Objective: Vitamin D deficiency is highly prevalent in high-risk patient populations, but the prevalence among otherwise healthy adults is less well-defined. The goal of this study was to determine the prevalence and predictors of low 25-hydroxyvitamin D [25(OH)D] levels in healthy younger adults.
Methods: This was a cross-sectional study of 634 healthy volunteers aged 18-50 years performed between January, 2006 and May, 2008. We measured serum 25(OH)D and parathyroid hormone and recorded demographic variables including age, sex, race, and use of multivitamin supplements.

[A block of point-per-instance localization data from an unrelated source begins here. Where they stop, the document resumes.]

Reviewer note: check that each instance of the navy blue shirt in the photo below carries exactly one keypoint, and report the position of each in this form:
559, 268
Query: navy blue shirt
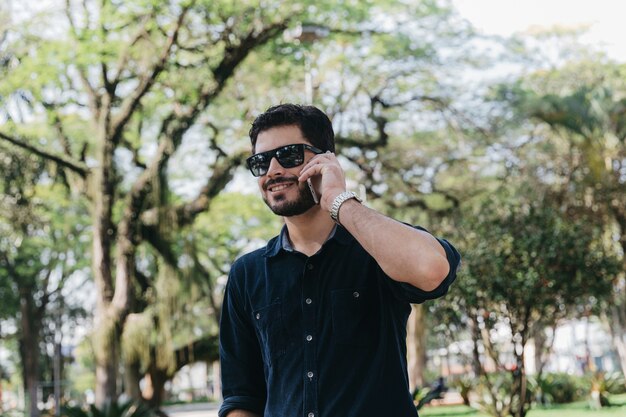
319, 336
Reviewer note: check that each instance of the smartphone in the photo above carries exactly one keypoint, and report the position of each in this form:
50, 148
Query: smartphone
313, 193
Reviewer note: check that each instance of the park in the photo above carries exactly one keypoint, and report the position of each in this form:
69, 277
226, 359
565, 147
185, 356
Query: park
124, 196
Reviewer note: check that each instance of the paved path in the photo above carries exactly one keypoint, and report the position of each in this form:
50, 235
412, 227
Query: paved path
192, 410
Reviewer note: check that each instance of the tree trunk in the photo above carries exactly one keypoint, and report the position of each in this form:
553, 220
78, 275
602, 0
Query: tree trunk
29, 348
417, 346
154, 391
132, 376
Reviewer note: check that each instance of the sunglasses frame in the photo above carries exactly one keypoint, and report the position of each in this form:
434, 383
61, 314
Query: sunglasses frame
275, 153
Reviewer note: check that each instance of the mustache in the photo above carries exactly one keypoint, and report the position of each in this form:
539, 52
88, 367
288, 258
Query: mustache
278, 180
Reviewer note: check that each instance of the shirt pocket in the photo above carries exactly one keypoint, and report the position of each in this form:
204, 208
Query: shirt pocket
269, 325
354, 317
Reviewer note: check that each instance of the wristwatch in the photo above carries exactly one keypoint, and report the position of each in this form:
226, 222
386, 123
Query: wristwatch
339, 200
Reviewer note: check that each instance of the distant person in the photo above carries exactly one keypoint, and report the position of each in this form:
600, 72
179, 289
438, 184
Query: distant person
314, 323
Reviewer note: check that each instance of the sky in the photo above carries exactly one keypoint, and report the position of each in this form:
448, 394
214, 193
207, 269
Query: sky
605, 18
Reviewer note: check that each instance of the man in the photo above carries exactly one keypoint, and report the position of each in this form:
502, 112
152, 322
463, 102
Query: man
314, 324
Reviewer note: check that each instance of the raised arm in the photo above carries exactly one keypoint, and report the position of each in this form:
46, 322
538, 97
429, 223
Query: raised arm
404, 253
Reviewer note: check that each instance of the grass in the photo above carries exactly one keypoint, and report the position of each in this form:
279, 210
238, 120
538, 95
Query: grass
578, 409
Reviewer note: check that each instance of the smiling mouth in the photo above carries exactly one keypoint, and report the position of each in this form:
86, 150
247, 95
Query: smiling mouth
278, 187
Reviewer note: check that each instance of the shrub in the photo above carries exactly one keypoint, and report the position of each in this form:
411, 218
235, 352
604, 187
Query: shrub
110, 409
559, 388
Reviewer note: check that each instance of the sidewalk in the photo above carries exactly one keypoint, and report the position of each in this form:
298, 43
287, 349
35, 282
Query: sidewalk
192, 410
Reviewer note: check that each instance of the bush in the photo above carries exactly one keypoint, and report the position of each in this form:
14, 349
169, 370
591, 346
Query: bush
602, 385
559, 388
110, 409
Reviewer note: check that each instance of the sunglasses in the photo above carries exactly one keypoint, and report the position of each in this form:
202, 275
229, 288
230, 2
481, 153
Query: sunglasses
287, 156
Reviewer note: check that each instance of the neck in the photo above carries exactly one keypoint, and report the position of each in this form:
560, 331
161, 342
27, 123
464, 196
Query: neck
309, 231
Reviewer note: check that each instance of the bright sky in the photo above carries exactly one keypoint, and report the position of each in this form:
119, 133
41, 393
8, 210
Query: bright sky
505, 17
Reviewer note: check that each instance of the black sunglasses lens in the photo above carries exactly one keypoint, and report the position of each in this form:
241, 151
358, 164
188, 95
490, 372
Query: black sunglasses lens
290, 156
259, 164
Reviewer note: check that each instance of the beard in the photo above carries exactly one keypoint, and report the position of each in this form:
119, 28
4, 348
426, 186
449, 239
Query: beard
287, 208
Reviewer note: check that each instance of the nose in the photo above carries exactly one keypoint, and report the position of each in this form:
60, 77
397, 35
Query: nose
275, 168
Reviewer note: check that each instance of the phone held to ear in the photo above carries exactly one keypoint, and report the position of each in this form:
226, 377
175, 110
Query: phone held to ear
313, 193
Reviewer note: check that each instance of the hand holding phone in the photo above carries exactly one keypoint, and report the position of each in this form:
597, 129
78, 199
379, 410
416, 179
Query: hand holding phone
313, 193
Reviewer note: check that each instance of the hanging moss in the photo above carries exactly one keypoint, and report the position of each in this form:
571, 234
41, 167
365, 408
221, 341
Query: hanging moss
136, 339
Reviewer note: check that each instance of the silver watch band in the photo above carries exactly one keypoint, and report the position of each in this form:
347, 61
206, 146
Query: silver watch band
338, 201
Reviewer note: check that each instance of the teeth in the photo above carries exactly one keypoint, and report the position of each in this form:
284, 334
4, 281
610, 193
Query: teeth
278, 187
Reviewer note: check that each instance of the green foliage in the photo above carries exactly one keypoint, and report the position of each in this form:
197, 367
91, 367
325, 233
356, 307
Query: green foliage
603, 385
110, 409
559, 388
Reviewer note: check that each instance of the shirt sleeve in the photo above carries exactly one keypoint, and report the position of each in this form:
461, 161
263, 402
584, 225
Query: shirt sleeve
243, 380
408, 293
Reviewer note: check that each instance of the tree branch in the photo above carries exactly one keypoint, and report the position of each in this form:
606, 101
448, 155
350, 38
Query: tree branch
130, 104
63, 161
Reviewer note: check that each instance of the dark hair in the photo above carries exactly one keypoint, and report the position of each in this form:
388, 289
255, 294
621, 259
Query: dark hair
316, 127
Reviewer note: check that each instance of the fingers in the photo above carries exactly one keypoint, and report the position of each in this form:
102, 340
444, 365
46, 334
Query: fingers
319, 165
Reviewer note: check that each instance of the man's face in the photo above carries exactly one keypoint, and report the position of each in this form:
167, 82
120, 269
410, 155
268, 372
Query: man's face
280, 188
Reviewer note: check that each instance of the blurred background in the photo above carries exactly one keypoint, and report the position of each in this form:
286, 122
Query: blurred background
500, 125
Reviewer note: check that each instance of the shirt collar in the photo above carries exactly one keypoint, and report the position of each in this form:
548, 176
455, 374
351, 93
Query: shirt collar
281, 242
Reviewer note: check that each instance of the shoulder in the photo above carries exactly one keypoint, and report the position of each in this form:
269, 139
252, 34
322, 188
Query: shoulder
253, 260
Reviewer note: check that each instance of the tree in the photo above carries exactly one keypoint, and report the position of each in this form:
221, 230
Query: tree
528, 261
585, 119
143, 79
39, 254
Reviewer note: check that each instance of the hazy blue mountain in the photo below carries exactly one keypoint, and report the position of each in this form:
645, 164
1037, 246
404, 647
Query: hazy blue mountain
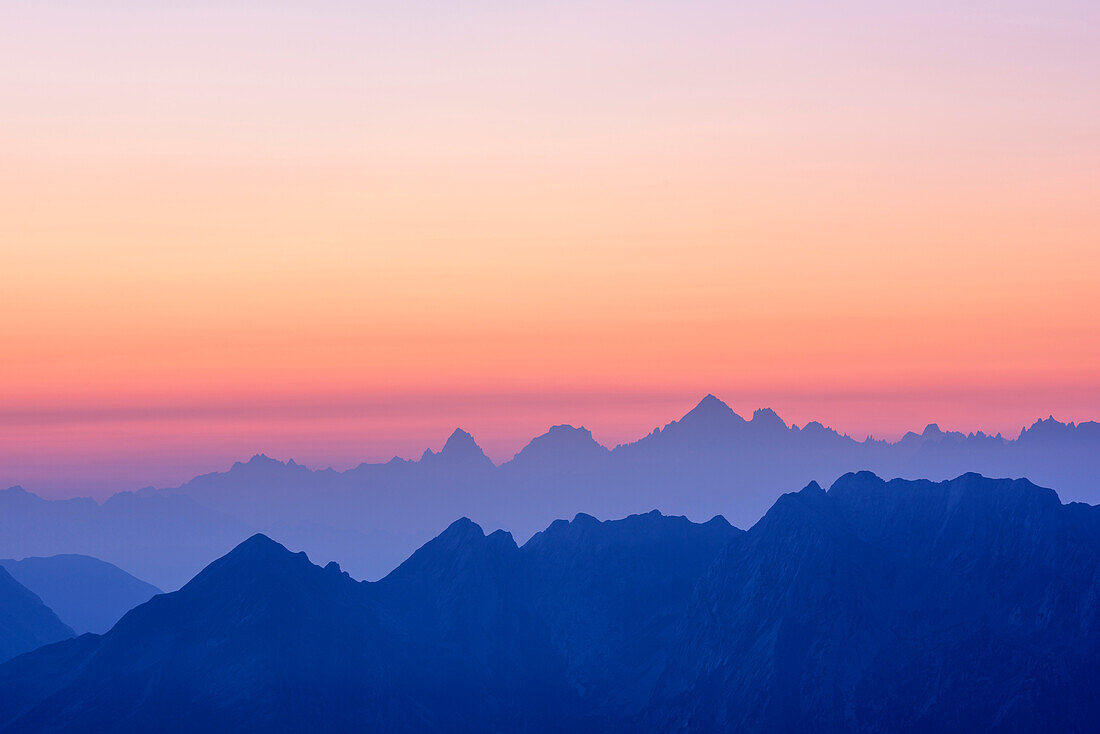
712, 461
88, 594
25, 623
158, 536
970, 605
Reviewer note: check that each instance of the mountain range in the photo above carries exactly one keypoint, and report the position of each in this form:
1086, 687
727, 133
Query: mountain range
711, 461
86, 593
971, 604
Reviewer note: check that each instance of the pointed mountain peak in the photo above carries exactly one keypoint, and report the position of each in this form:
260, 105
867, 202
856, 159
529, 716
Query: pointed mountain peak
561, 446
461, 445
711, 412
256, 561
767, 417
460, 448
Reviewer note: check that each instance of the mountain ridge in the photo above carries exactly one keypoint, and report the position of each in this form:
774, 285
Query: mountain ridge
873, 605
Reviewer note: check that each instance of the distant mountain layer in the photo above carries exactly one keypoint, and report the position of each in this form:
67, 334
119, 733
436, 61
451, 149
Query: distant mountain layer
711, 461
25, 623
880, 606
88, 594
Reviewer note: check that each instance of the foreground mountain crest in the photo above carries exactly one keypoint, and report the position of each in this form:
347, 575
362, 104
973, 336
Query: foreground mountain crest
971, 604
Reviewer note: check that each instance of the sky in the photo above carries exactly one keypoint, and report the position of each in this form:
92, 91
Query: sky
333, 231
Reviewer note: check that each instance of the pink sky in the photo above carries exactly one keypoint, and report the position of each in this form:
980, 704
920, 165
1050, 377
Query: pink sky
336, 231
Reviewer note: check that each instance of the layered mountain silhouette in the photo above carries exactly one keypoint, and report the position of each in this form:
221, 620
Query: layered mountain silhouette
25, 623
971, 604
88, 594
708, 462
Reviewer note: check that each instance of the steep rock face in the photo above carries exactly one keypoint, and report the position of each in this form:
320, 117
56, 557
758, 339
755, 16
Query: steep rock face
25, 623
961, 605
612, 593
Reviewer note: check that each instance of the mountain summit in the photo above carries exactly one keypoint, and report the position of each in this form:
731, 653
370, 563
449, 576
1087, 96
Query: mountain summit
889, 606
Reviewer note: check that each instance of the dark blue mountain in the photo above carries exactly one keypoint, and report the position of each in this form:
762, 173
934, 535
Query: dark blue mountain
88, 594
370, 517
895, 606
25, 623
970, 605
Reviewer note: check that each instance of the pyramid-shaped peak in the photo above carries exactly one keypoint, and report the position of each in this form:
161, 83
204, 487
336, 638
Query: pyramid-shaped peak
710, 411
461, 444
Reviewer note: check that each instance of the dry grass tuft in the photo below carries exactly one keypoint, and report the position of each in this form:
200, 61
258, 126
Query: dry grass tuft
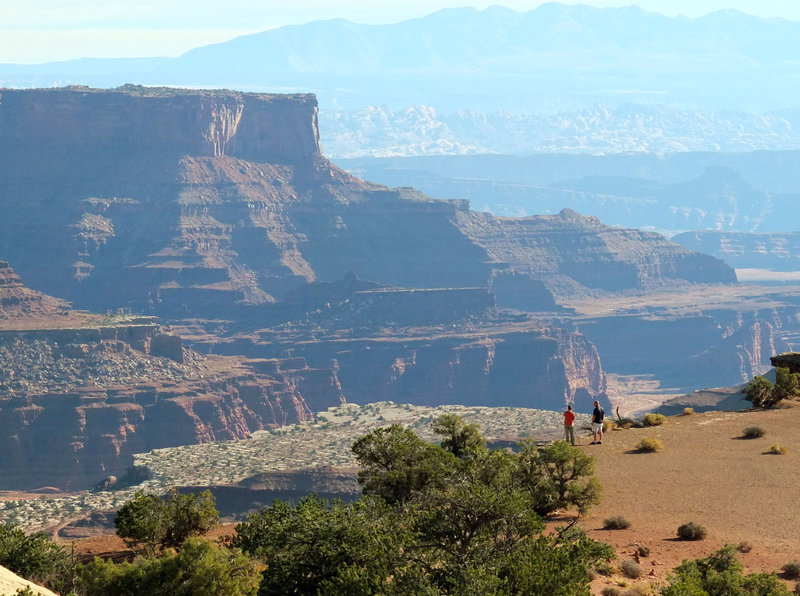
649, 445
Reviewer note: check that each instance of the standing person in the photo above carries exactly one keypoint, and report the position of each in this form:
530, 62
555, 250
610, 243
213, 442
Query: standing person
569, 425
598, 414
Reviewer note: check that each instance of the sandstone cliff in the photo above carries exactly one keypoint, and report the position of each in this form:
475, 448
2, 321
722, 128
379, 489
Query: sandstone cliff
81, 393
190, 202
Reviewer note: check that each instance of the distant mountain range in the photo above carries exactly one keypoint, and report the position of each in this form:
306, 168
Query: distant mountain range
727, 192
419, 130
549, 59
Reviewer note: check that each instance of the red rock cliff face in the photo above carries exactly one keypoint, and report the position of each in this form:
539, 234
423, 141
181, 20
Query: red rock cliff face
135, 121
73, 413
190, 202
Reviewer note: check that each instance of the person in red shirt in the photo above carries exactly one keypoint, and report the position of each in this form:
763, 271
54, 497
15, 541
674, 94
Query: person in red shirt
569, 425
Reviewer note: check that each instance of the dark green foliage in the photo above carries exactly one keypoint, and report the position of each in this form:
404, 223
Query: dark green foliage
630, 568
791, 570
460, 439
753, 432
35, 557
200, 568
452, 519
786, 385
691, 531
758, 391
155, 523
616, 522
318, 545
558, 475
395, 463
720, 574
761, 393
744, 547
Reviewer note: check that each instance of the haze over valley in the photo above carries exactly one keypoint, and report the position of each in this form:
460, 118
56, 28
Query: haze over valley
308, 231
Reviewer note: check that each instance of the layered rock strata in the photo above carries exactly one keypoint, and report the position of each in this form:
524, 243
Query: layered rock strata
188, 203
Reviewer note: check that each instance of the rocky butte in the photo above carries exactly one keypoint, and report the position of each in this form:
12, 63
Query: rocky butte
217, 211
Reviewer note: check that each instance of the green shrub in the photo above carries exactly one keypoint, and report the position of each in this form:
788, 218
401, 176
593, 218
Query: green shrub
616, 523
654, 419
721, 574
34, 556
649, 445
630, 568
691, 531
744, 547
761, 393
791, 570
156, 523
200, 568
753, 432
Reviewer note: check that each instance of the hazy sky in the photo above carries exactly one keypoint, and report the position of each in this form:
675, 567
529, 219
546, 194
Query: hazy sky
34, 31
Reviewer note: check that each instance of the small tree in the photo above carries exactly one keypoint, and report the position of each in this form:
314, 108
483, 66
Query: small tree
35, 557
396, 463
199, 568
758, 391
764, 394
558, 475
156, 523
786, 385
460, 439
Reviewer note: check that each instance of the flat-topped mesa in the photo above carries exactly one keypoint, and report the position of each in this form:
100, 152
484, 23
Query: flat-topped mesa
134, 120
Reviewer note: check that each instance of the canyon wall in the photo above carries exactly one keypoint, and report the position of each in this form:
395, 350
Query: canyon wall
188, 203
73, 413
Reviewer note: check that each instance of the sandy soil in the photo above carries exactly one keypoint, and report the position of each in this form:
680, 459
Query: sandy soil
708, 474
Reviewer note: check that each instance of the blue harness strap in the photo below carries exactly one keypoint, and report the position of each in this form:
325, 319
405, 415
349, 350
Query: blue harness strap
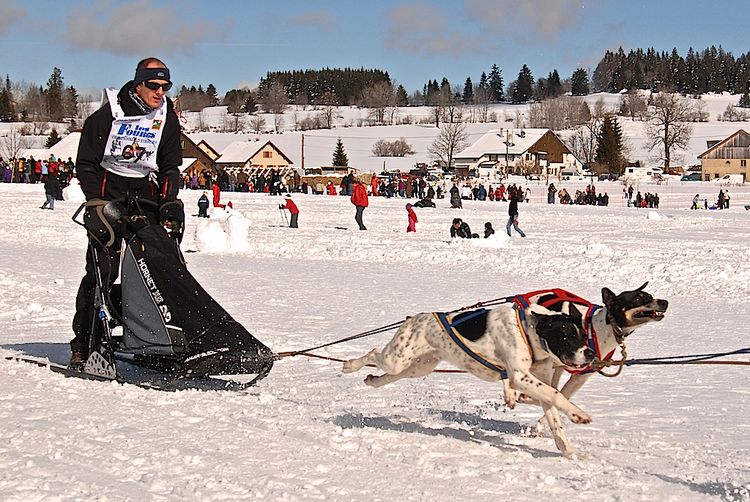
454, 335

Results: Thirty-nine percent of subjects had 25(OH)D ≤ 20 ng/mL and 64% had 25(OH)D ≤ 30 ng/mL. Predictors of lower 25(OH)D levels included male sex, black or Asian race, and lack of multivitamin use (P<0.001 for each predictor). Seasonal variation in 25(OH)D levels was present in the overall cohort but was not observed in multivitamin users. Lower 25(OH)D levels were associated with increased risk of elevated parathyroid hormone. Regression models predicted 25(OH)D levels ≤ 20 or ≤ 30 ng/mL with areas under the receiver operating characteristic curves of 0.76 and 0.80, respectively.
Conclusion: Low 25(OH)D levels are prevalent in healthy adults and may confer risk of skeletal disease. Black and Asian adults are at increased risk of deficiency and multivitamin use appears partially protective. Our models predicting low 25(OH)D levels may guide decision-making regarding whom to screen for vitamin D deficiency.